At Blyth, his home-town and Corps, they remembered the young rough who became such a world-famous figure for his soul-winning successes, and found their sorrow mingled with justifiable pride in this son of their northern township.
At home on the funeral day Stoker's children took out treasured relics of his fatherly care and spiritual fervour. One drew out the telegram father had sent him on his last birthday-good wishes mixed up with details about the success of William Booth's Meetings, and conned again a letter in the rugged handwriting Stoker's absences from home had made familiar:
Thank God things are much better this year than last. Your own health is improved, you have got started work, and you seem to be much better in soul- more interested in the Band and Meetings . . . you ought to begin to read your Bible a little every day. If it is Just a verse it will help you to keep in touch with the Truth.

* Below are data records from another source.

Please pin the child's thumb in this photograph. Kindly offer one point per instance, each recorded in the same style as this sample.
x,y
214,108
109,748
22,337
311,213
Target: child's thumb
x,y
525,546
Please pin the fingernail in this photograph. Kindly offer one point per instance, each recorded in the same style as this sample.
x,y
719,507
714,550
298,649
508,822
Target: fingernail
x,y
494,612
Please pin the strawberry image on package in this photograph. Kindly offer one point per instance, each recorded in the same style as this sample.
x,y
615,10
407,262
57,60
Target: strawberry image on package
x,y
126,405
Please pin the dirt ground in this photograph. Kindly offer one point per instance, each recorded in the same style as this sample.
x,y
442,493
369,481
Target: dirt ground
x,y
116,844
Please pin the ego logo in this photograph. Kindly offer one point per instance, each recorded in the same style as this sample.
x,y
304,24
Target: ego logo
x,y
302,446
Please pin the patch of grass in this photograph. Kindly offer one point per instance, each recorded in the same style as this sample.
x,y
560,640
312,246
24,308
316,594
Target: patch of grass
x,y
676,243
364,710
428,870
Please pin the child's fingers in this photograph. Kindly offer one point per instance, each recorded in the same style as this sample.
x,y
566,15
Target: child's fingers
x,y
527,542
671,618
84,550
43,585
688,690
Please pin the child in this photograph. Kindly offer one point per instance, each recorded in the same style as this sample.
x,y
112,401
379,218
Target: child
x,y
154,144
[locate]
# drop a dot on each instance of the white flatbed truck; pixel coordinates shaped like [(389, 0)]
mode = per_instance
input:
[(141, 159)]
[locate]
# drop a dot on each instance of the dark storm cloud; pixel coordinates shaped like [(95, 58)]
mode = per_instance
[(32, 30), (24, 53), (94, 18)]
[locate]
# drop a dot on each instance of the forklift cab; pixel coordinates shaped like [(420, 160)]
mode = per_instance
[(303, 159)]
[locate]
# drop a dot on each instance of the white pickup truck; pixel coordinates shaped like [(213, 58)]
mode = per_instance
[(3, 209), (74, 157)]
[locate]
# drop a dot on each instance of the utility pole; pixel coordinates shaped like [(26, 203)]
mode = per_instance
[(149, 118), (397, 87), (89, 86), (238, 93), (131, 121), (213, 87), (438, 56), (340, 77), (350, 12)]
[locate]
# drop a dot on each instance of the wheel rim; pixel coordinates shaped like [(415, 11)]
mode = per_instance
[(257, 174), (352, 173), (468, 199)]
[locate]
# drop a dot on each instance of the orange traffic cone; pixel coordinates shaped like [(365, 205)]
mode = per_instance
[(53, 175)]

No wonder his children have grown up to share his enthusiasm for trying to get people to love God. The eldest daughter and son are Salvationists in Yorkshire; another son has the oversight of a Salvation Army Young People's Corps (Sunday school) in West London; while three sons are Salvation Army Officers - one in charge of a Corps and another of a large Men's Hostel in East London.
While the funeral cortege was on its wav to the cemetery through the crowd-lined streets of Leeds a man rushed out of the ranks of the onlookers. With tears in his eyes he told a Salvationist that he had ceased to be a Christian, but was so moved by Stoker's passing that he wished there and then to begin anew the Christian warfare.
Meanwhile at home the widow gazed with tear-dimmed eyes down the vista of the years and saw again a poor man in stockinged feet standing in the snow-ragged, ill, dejected-and she praised God for His amazing miracle-working grace and for the share she had had in leading such a man into paths of service.